You can disable cookies in your browser settings. Doing so will not materially affect your ability to use our website.
10 — Children's Privacy
Our Services are intended for businesses and are not directed to individuals under the age of 18. We do not knowingly collect personal information from anyone under 18. If you believe we have inadvertently collected information from a minor, please contact us at team@drexify.tech and we will delete it promptly.
11 — Changes to This Policy
We may update this Privacy Policy from time to time to reflect changes in our practices, technology, or legal requirements. When we make material changes, we will update the "Last updated" date at the top of this page and, where appropriate, notify active clients by email.
Continued use of our Services after any changes constitutes acceptance of the updated policy.
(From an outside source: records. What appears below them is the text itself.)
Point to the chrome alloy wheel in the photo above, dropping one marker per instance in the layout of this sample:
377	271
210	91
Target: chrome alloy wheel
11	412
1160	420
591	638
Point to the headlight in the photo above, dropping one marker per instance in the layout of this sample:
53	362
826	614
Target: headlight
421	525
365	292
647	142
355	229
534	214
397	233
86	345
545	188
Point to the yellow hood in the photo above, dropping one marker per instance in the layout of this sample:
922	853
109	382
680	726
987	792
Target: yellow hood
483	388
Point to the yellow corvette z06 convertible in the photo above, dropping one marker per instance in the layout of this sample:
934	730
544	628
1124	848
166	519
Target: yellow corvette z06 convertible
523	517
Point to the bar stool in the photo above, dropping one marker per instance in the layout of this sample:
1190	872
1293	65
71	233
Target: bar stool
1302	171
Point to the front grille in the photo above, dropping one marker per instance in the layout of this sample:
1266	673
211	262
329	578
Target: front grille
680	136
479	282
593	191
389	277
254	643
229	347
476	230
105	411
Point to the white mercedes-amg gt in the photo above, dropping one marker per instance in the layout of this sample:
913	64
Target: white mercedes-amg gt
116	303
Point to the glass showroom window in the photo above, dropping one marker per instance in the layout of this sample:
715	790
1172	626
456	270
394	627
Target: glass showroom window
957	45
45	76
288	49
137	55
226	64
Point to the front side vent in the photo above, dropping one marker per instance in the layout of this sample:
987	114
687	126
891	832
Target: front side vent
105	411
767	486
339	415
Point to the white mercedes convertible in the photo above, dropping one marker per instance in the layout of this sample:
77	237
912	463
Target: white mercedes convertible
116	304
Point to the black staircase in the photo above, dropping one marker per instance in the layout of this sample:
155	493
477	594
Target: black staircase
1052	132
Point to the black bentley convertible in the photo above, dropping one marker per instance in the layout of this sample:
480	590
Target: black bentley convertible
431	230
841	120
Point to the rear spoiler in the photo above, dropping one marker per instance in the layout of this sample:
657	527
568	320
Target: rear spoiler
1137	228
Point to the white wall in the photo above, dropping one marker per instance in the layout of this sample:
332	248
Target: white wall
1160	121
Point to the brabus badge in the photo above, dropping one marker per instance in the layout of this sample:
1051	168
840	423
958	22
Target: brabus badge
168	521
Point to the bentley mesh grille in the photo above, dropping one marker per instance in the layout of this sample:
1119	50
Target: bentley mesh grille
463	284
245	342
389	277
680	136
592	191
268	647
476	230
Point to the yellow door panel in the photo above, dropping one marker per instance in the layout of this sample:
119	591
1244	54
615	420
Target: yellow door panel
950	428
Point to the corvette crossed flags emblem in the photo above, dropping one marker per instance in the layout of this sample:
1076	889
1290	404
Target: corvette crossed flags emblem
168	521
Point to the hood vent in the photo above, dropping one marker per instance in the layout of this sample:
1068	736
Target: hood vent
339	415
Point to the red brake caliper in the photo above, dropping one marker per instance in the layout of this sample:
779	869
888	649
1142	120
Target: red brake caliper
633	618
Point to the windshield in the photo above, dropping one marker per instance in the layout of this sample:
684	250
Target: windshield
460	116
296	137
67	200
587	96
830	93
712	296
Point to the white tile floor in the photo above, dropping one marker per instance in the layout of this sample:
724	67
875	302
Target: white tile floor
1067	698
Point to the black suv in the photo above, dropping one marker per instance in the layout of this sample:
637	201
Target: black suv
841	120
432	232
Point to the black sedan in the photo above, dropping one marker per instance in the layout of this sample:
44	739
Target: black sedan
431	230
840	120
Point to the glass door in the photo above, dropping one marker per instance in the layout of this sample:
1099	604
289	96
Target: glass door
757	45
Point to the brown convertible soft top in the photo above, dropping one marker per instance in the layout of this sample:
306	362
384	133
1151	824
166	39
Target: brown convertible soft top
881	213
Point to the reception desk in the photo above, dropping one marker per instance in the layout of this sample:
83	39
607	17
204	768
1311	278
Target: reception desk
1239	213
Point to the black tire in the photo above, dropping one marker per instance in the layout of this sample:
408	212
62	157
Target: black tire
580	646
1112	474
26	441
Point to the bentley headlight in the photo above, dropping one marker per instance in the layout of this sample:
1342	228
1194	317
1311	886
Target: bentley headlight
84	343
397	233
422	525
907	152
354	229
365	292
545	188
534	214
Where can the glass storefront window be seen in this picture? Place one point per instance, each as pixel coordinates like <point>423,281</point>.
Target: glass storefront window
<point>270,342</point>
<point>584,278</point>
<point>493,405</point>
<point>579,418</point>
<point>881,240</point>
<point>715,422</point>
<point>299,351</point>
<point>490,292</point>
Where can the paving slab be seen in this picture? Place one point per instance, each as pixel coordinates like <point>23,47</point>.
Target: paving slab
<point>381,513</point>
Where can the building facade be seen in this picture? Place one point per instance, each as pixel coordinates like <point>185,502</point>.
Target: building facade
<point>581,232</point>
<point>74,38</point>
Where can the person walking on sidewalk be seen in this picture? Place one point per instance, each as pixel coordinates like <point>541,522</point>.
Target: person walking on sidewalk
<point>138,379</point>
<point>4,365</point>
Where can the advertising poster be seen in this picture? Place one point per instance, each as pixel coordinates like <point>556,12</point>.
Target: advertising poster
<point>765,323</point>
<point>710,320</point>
We encourage you to review this page periodically.
If you have questions, concerns, or requests related to this Privacy Policy or your personal data, reach out:
- Email: team@drexify.tech
- Location: DREXIFY AI, Inland Empire, CA, United States
- Response time: We aim to respond to all privacy inquiries within 5 business days.
This Privacy Policy is governed by the laws of the State of California. If you are located outside the United States, please be aware that information you provide will be transferred to and processed in the United States.